Direksi Asing Garuda “Ngeyel”? Sudah Wajib Lapor, LHKPN Tak Kunjung Disetor
-dan-neil-raymond-mills,-direktur-transformasi-garuda-indonesia-(kanan)-(foto:-dok-mi/olahan).webp)
Jakarta, MI - Komisi Pemberantasan Korupsi (KPK) menyoroti sikap dua direksi warga negara asing (WNA) di PT Garuda Indonesia (Persero) Tbk yang belum juga menyerahkan Laporan Harta Kekayaan Penyelenggara Negara (LHKPN) hingga tenggat 31 Maret 2026. Padahal, keduanya sudah resmi masuk kategori wajib lapor.
Fakta ini memunculkan tanda tanya besar soal komitmen transparansi di tubuh maskapai pelat merah tersebut. Di saat mayoritas pejabat negara patuh, justru dua petinggi Garuda belum menunjukkan itikad memenuhi kewajiban dasar sebagai penyelenggara negara.

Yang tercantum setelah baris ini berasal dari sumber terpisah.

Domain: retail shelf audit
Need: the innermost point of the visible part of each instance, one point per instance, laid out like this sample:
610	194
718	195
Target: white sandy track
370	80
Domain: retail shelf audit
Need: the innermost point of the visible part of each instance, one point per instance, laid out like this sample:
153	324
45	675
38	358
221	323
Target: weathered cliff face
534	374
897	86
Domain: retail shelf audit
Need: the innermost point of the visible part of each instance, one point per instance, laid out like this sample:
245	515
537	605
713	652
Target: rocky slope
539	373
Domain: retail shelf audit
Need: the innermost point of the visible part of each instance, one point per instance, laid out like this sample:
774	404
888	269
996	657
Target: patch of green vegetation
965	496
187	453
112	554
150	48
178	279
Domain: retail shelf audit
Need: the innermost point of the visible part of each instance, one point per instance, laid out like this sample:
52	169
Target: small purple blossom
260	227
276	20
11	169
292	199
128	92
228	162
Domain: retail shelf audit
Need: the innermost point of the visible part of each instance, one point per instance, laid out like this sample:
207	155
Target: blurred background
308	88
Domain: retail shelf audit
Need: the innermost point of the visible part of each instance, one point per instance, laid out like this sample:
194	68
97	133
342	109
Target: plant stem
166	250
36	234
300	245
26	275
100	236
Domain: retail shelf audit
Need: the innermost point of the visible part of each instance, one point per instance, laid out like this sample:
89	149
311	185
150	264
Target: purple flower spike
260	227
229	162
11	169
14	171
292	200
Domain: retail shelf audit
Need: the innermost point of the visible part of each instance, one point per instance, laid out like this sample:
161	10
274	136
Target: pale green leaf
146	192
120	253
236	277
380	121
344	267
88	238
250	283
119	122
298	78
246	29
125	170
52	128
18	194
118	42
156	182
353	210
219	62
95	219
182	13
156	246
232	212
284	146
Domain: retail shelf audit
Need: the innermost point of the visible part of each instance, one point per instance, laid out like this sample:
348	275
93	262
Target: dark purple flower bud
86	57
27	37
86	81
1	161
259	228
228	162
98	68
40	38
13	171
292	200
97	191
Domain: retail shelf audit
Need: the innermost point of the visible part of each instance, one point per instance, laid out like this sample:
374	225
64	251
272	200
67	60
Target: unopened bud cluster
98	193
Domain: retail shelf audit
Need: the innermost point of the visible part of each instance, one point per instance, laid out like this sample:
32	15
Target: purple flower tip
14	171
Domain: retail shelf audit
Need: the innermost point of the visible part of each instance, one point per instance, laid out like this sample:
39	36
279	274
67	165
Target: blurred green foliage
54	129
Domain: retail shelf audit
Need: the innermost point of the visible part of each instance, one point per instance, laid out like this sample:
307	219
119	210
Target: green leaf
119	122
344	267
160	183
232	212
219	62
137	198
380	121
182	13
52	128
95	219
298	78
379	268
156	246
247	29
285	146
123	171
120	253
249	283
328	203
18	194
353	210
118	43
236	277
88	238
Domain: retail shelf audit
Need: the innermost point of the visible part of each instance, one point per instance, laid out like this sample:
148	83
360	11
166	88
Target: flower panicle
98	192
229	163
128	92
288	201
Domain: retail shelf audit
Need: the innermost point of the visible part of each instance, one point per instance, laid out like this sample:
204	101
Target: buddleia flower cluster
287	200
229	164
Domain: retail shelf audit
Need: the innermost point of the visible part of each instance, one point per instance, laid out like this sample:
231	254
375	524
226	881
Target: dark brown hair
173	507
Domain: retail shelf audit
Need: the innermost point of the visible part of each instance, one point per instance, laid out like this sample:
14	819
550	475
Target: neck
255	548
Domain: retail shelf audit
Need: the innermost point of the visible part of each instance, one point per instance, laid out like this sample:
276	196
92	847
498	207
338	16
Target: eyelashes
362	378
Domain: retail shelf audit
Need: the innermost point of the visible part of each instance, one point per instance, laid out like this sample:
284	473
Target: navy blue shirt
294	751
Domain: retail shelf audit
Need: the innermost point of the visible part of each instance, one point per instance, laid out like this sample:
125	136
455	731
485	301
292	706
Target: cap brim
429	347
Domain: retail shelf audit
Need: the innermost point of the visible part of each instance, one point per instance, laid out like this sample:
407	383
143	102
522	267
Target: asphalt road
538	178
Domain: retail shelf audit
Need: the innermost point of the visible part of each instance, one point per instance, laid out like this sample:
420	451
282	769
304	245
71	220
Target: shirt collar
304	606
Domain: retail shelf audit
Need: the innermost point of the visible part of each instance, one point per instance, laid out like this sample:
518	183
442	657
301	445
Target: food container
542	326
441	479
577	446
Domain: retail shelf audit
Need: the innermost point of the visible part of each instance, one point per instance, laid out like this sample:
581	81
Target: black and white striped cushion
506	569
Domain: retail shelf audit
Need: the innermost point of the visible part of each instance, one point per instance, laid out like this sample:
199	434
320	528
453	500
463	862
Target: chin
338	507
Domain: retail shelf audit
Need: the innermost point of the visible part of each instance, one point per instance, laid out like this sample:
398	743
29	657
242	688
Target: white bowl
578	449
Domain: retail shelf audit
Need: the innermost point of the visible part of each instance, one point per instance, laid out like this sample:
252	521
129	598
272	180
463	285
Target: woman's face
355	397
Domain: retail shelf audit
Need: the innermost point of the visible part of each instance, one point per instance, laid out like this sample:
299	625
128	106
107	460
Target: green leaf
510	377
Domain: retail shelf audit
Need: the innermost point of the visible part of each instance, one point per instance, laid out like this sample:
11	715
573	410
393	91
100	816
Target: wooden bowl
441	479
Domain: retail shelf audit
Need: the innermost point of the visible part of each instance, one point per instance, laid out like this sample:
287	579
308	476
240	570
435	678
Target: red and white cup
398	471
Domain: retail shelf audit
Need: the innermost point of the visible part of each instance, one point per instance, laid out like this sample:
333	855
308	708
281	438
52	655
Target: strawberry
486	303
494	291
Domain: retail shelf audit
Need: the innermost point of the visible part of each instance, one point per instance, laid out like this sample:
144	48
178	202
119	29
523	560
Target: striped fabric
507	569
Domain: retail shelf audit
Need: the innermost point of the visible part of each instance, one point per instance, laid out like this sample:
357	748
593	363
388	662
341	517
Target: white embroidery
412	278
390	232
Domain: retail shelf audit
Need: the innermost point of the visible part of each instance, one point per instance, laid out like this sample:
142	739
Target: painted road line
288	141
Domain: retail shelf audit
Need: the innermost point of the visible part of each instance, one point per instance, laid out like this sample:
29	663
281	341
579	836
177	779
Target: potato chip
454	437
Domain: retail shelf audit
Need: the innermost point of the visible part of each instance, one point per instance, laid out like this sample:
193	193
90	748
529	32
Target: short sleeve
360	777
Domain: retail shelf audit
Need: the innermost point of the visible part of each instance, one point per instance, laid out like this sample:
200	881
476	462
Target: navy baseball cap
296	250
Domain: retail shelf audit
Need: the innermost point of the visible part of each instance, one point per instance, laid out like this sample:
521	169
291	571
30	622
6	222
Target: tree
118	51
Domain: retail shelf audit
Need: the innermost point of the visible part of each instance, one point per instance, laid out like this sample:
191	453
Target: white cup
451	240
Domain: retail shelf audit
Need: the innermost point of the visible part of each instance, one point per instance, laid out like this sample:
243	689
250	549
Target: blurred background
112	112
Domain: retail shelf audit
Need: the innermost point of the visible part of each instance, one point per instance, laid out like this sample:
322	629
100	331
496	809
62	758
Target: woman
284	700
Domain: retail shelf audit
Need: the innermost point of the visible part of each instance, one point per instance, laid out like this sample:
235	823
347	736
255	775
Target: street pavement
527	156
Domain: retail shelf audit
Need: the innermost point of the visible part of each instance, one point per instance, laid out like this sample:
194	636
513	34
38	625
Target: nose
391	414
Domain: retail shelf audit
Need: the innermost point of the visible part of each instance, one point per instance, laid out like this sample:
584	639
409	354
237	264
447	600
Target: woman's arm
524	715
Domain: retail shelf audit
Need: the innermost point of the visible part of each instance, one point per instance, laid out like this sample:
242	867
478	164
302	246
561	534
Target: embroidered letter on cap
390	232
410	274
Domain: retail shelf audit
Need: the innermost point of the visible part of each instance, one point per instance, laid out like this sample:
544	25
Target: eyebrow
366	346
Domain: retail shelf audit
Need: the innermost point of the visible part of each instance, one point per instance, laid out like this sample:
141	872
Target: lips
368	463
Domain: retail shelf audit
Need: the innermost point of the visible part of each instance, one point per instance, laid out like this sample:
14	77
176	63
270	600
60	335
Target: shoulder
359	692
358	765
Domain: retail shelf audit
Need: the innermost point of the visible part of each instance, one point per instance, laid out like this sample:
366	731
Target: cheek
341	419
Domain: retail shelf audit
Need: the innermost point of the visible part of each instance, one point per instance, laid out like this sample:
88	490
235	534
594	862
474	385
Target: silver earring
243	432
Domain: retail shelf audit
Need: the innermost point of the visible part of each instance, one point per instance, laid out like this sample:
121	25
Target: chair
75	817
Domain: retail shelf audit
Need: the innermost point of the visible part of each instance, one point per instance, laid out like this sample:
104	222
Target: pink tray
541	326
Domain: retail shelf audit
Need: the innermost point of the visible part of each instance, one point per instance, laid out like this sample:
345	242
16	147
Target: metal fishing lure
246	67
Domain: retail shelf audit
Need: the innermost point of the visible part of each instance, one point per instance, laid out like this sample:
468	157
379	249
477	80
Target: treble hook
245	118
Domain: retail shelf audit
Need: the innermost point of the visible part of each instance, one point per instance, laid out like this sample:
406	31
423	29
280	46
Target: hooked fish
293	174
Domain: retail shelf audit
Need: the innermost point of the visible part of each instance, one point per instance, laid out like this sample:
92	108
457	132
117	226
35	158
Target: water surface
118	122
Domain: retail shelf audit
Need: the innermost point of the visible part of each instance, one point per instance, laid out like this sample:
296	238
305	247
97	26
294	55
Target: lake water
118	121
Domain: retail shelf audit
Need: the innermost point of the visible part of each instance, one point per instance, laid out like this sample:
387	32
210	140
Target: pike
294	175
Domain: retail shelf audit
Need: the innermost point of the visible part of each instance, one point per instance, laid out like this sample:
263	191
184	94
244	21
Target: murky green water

Juru Bicara KPK, Budi Prasetyo, mengungkapkan bahwa lembaganya kini harus turun tangan untuk mendorong kepatuhan tersebut. KPK bahkan menjadwalkan asistensi khusus pekan depan agar laporan kekayaan itu segera diisi.
“Pekan depan akan dilakukan asistensi dalam pengisian LHKPN,” ujar Budi kepada wartawan di Jakarta, Rabu (1/4/2026).
KPK menegaskan, tidak ada alasan bagi siapa pun untuk menghindar dari kewajiban LHKPN. Status sebagai WNA bukan pengecualian, selama yang bersangkutan menduduki jabatan strategis di BUMN.
Namun realitanya, hingga batas waktu resmi ditutup, dua direksi tersebut tetap belum melaporkan harta kekayaannya.
“Per 31 Maret, keduanya belum melaporkan,” tegas Budi.
Langkah asistensi yang disiapkan KPK dinilai sebagai “jalan lunak” agar kewajiban itu segera dipenuhi. Meski demikian, publik menunggu ketegasan lebih lanjut jika ketidakpatuhan ini terus berlanjut.
Dua Nama, Satu Sorotan
Dua direksi asing yang menjadi sorotan adalah Balagopal Kunduvara (Direktur Keuangan dan Manajemen Risiko) dan Neil Raymond Mills (Direktur Transformasi). Keduanya diangkat melalui RUPSLB pada 15 Oktober 2025.
Dengan latar belakang internasional—Balagopal dari Singapore Airlines dan Neil dari industri aviasi global—keduanya justru dihadapkan pada ujian dasar: kepatuhan terhadap aturan transparansi di Indonesia.
Mayoritas Patuh, Segelintir Membangkang
Di tengah kasus ini, KPK mencatat tingkat kepatuhan nasional pelaporan LHKPN sebenarnya tergolong tinggi. Per 30 Maret 2026, sebanyak 393.922 dari 431.785 wajib lapor telah menyampaikan laporan, atau sekitar 91,23 persen.
Artinya, ketidakpatuhan dua direksi Garuda tersebut menjadi anomali yang mencolok—dan berpotensi mencederai upaya penegakan integritas di lingkungan BUMN.
Kini, publik menunggu: apakah ini sekadar kelalaian administratif, atau ada hal lain yang sengaja ditunda untuk tidak diungkap?